The plan is to reduce nuclear power but there is no total phase-out plan with a fixed deadline at present
Japan originally had a plan to "enable nuclear power generation to be at zero during the 2030s" as stated by dw.com:
"The government will introduce every possible policy resource that would enable nuclear power generation to be at zero during the 2030s," a government paper released on Friday said.
5 days later The Guardian announced the government's plan to remove nuclear power had been dropped:
Japan has effectively abandoned a commitment to end its reliance on nuclear power by 2040 amid pressure from the country's business lobby, dropping a deadline recommended by a cabinet panel only days ago.
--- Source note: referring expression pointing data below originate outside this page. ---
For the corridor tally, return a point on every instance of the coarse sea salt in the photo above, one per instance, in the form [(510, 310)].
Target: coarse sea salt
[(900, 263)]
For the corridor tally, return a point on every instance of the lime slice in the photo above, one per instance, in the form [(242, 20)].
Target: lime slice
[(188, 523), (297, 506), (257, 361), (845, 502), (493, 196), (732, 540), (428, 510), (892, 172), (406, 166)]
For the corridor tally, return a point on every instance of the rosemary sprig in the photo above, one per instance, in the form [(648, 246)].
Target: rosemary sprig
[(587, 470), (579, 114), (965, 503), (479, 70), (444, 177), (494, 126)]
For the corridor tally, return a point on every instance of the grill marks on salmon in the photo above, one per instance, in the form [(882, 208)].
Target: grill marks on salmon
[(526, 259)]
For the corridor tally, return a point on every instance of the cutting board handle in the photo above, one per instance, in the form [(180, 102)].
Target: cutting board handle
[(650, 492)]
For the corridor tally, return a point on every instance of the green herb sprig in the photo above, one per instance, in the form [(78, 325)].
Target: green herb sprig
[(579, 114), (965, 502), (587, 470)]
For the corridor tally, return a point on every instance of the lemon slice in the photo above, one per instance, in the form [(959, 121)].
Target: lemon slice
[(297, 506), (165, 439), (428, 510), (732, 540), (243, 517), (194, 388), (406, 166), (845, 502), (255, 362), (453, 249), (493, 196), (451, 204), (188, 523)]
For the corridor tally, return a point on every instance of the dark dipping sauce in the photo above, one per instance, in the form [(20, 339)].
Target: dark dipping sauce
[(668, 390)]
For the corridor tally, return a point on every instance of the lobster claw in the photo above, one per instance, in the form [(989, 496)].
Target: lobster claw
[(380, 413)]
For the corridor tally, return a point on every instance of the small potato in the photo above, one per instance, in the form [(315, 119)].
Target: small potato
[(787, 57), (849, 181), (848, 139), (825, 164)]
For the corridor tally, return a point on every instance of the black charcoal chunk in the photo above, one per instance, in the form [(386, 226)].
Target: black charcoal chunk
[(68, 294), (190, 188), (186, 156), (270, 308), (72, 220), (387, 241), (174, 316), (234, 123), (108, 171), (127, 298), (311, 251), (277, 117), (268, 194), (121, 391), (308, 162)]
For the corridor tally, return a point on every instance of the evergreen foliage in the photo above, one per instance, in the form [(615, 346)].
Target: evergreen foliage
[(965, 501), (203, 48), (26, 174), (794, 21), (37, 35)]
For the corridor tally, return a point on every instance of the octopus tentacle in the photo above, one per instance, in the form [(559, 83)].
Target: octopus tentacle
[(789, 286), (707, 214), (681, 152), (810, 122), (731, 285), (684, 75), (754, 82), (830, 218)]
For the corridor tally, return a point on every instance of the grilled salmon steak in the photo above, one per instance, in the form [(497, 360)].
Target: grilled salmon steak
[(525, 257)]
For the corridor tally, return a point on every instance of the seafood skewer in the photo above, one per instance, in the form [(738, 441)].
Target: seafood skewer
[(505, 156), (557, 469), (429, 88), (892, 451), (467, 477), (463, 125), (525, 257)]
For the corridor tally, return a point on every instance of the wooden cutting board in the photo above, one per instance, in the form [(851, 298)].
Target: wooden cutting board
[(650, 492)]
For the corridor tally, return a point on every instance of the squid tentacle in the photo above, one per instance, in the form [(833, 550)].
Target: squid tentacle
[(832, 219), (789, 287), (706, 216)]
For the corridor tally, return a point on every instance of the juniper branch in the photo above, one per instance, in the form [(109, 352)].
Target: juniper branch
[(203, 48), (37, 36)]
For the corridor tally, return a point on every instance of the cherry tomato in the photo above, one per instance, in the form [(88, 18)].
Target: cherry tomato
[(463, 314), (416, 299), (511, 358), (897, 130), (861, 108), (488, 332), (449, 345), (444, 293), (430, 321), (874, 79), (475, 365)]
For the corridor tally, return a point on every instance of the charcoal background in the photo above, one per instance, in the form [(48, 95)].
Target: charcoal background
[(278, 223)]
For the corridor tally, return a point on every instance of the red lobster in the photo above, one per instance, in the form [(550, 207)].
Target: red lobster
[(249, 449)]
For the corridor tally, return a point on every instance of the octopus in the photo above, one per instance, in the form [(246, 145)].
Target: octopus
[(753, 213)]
However, The Conversation has cited 2 reports which state that a rather significant (47.9-73%) portion of people surveyed support a gradual phaseout of nuclear power:
In a 2015 poll by the pro-nuclear Japan Atomic Energy Relations Organization, 47.9 percent of respondents said that nuclear energy should be abolished gradually and 14.8 percent said that it should be abolished immediately. Only 10.1 percent said that the use of nuclear energy should be maintained, and a mere 1.7 percent said that it should be increased.
Another survey by the newspaper Asahi Shimbun in 2016 was even more negative. Fifty-seven percent of the public opposed restarting existing nuclear power plants even if they satisfied new regulatory standards, and 73 percent supported a phaseout of nuclear power, with 14 percent advocating an immediate shutdown of all nuclear plants.